First up, the north’s biggest music bash – the Leeds Festival (24–26 August) – is coming to town (or at least to Bramham Park, the local stately home grounds that lie around 12 miles northeast of the city). This younger sister to the monster rock- and indie-fest that is Reading is now in its 14th year and, as usual, shares the same bill – Leeds’ own Kaiser Chiefs play their homecoming gig on the Friday night (Aug 24), just before The Black Keys and Foo Fighters, while other headliners are The Cure (Aug 25) and Kasabian (Aug 26). But – household names aside – the great thing about Leeds is spotting The Next Big Thing (now there’s a name for a band…), so for a glimpse of the future check out the Festival Republic Stage where the festival organisers schedule many of their fave in-crowd acts.

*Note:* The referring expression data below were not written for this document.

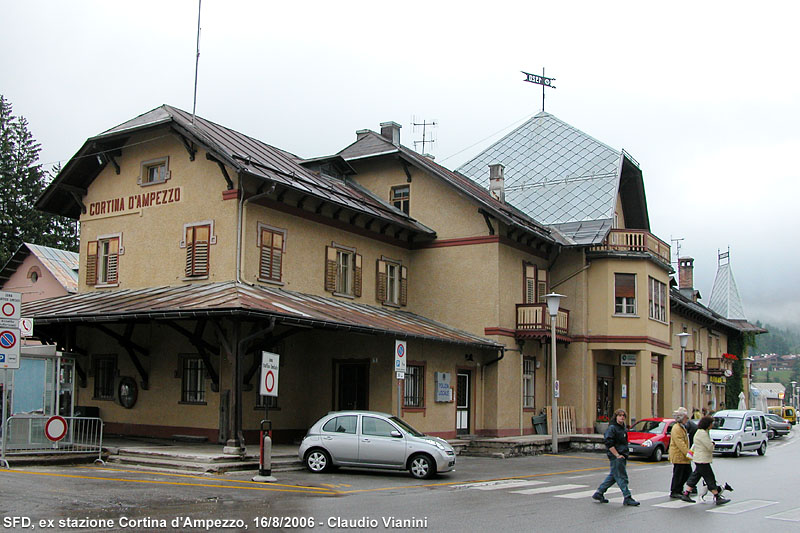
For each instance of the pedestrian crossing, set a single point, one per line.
(577, 491)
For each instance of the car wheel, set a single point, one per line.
(318, 461)
(763, 448)
(421, 466)
(737, 451)
(658, 454)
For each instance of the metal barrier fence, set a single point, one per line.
(26, 435)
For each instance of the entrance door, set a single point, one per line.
(463, 385)
(353, 386)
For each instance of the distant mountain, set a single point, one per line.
(782, 341)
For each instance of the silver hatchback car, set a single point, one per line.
(374, 440)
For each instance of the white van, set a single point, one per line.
(737, 431)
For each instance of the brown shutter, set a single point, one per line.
(625, 285)
(91, 263)
(380, 278)
(201, 246)
(330, 269)
(403, 286)
(357, 277)
(113, 261)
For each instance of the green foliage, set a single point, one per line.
(22, 181)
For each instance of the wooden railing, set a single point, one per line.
(534, 317)
(634, 240)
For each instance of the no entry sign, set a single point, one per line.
(269, 374)
(55, 428)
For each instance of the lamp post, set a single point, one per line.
(684, 338)
(553, 301)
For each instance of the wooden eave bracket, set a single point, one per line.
(222, 169)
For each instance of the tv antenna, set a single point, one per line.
(424, 124)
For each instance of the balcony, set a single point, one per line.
(533, 321)
(637, 241)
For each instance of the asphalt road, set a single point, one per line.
(543, 493)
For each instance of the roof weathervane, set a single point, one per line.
(540, 80)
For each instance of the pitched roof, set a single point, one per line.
(725, 298)
(560, 176)
(372, 144)
(62, 264)
(231, 298)
(238, 151)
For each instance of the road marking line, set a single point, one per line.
(586, 493)
(742, 507)
(551, 488)
(792, 515)
(503, 484)
(640, 497)
(674, 504)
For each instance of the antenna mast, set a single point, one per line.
(196, 61)
(424, 140)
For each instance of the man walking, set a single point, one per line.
(616, 440)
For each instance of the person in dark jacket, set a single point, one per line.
(616, 440)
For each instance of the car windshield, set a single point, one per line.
(649, 426)
(408, 429)
(729, 423)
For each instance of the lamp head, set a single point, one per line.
(684, 338)
(553, 301)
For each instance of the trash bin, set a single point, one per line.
(540, 424)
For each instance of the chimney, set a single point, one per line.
(391, 130)
(496, 182)
(685, 273)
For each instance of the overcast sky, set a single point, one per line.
(704, 95)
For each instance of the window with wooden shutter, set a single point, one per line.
(381, 281)
(91, 263)
(331, 256)
(198, 239)
(403, 286)
(625, 294)
(271, 263)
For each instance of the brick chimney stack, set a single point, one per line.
(497, 182)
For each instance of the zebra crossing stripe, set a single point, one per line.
(586, 493)
(641, 497)
(792, 515)
(742, 507)
(552, 488)
(500, 484)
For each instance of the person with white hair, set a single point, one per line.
(679, 452)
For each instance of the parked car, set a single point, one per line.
(786, 412)
(735, 431)
(649, 437)
(777, 426)
(374, 440)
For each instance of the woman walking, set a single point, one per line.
(679, 452)
(703, 451)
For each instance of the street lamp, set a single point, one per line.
(684, 338)
(553, 300)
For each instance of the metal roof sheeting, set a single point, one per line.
(230, 298)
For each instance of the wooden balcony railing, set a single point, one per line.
(534, 318)
(634, 240)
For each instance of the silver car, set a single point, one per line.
(374, 440)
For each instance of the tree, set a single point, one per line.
(22, 181)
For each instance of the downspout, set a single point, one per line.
(240, 223)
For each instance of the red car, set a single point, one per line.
(649, 437)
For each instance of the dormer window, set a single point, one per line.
(155, 171)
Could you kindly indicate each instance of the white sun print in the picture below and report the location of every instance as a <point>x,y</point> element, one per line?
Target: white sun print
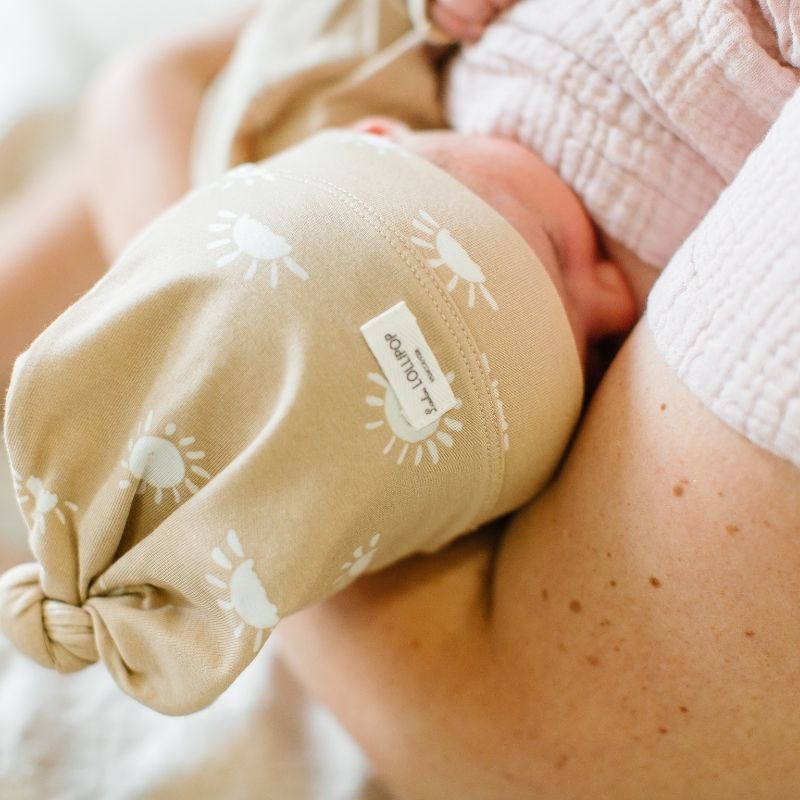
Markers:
<point>251,239</point>
<point>44,501</point>
<point>451,254</point>
<point>501,415</point>
<point>247,174</point>
<point>248,597</point>
<point>410,438</point>
<point>161,461</point>
<point>362,557</point>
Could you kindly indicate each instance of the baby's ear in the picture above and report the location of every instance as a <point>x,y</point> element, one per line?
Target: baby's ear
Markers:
<point>389,127</point>
<point>607,300</point>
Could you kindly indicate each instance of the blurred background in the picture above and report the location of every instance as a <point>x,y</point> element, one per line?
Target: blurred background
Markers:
<point>49,50</point>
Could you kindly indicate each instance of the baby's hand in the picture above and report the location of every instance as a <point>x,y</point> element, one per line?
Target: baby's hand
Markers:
<point>465,20</point>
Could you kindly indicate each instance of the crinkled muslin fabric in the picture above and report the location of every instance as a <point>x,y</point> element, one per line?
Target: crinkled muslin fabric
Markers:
<point>205,442</point>
<point>647,109</point>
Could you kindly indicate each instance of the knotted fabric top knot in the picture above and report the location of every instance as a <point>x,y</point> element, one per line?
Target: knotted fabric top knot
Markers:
<point>55,634</point>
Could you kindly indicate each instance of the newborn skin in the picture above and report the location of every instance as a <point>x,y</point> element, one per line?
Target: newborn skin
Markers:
<point>465,20</point>
<point>595,291</point>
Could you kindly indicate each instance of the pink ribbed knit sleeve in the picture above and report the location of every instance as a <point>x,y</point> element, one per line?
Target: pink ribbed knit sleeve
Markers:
<point>725,313</point>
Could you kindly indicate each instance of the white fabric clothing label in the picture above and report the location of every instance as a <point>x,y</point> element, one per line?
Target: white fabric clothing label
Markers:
<point>409,365</point>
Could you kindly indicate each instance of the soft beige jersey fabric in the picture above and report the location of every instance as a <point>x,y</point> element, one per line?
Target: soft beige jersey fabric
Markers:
<point>204,443</point>
<point>302,67</point>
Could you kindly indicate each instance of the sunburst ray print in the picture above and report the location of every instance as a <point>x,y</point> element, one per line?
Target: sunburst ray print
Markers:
<point>161,460</point>
<point>39,501</point>
<point>246,593</point>
<point>409,439</point>
<point>360,560</point>
<point>247,238</point>
<point>448,252</point>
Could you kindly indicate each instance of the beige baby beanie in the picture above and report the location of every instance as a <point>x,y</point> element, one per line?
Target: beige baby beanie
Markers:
<point>311,368</point>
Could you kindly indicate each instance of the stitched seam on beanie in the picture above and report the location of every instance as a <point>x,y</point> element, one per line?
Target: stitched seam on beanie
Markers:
<point>413,260</point>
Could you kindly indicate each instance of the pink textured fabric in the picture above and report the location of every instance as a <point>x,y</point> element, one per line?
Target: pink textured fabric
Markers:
<point>725,312</point>
<point>647,108</point>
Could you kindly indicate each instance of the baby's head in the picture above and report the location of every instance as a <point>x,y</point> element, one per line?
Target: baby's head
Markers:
<point>512,179</point>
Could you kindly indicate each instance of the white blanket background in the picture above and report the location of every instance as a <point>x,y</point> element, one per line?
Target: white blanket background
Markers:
<point>78,737</point>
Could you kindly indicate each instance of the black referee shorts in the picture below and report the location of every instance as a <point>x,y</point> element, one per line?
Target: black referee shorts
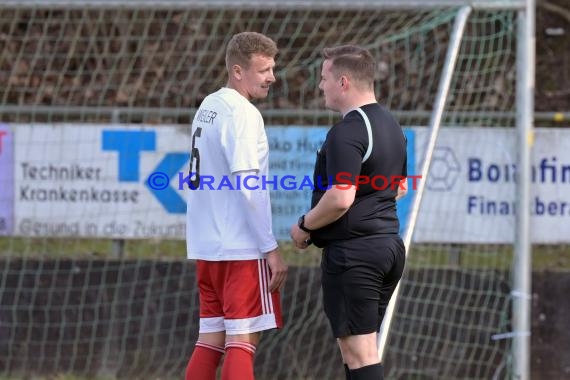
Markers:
<point>358,279</point>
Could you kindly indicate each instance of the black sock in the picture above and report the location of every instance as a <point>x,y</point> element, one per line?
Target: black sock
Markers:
<point>347,372</point>
<point>369,372</point>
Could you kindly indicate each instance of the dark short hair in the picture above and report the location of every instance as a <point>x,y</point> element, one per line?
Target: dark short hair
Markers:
<point>243,45</point>
<point>353,61</point>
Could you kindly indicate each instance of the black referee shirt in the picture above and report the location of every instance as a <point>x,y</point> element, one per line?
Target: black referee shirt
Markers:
<point>346,154</point>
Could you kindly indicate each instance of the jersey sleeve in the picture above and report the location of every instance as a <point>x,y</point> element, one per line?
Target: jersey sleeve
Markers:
<point>346,147</point>
<point>240,140</point>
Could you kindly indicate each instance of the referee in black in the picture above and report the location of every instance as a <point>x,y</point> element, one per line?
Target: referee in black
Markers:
<point>363,164</point>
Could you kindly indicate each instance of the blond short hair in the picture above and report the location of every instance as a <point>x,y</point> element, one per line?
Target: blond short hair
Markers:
<point>243,45</point>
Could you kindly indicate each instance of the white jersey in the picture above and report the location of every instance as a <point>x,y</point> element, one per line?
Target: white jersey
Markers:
<point>228,136</point>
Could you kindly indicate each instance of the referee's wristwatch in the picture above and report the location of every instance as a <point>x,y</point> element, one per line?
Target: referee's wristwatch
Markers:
<point>301,224</point>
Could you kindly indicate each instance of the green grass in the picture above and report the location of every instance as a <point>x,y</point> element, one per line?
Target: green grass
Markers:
<point>545,257</point>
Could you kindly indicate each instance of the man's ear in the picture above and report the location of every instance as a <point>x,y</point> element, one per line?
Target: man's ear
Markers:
<point>237,71</point>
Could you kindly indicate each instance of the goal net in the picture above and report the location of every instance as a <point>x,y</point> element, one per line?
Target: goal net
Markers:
<point>97,96</point>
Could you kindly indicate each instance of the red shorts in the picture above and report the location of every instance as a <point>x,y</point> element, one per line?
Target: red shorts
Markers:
<point>234,297</point>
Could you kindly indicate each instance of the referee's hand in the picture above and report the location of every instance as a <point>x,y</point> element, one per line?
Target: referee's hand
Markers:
<point>278,270</point>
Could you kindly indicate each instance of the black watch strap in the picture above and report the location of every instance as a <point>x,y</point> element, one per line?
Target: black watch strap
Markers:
<point>302,224</point>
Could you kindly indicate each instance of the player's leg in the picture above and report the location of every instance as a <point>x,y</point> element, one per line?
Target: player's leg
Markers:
<point>249,308</point>
<point>209,348</point>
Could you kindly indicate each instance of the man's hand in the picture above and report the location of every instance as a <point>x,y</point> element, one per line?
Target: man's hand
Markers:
<point>278,270</point>
<point>300,237</point>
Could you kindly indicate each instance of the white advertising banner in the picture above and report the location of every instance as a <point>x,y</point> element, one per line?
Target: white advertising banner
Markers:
<point>116,181</point>
<point>471,188</point>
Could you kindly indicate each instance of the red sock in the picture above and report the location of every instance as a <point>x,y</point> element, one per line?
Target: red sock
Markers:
<point>204,361</point>
<point>238,363</point>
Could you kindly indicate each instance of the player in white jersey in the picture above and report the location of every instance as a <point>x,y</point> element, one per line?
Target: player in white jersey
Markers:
<point>229,231</point>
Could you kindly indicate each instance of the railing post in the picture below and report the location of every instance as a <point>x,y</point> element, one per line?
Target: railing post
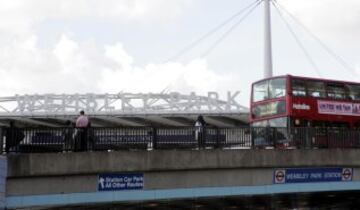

Leeds Festival is bigger this year, with 80,000 music fans expected, but even so you can probably count on a sell-out, which means if you can't get a ticket you’ll have to look elsewhere for summer kicks and music thrills. Luckily Leeds has one more bank-holiday bash up its sleeve – the annual Leeds West Indian Carnival, the biggest in Europe after Notting Hill, which gets over 100,000 people in a real party mood right in the heart of the city. This year sees its 45th anniversary, and though the free-to-attend carnival runs over the whole weekend it’s always bank holiday Monday (Aug 27) that’s the big day, with the carnival parade assembling in Chapeltown’s Potternewton Park in the morning before moving off after 2pm on a four-hour circuit of local streets. It’s an absolute blast, especially if the weather holds out, with music floats pumping out everything from reggae to steel-band calypso sounds while elaborately costumed dancers and troupes show off the moves and routines they’ve been practicing all year.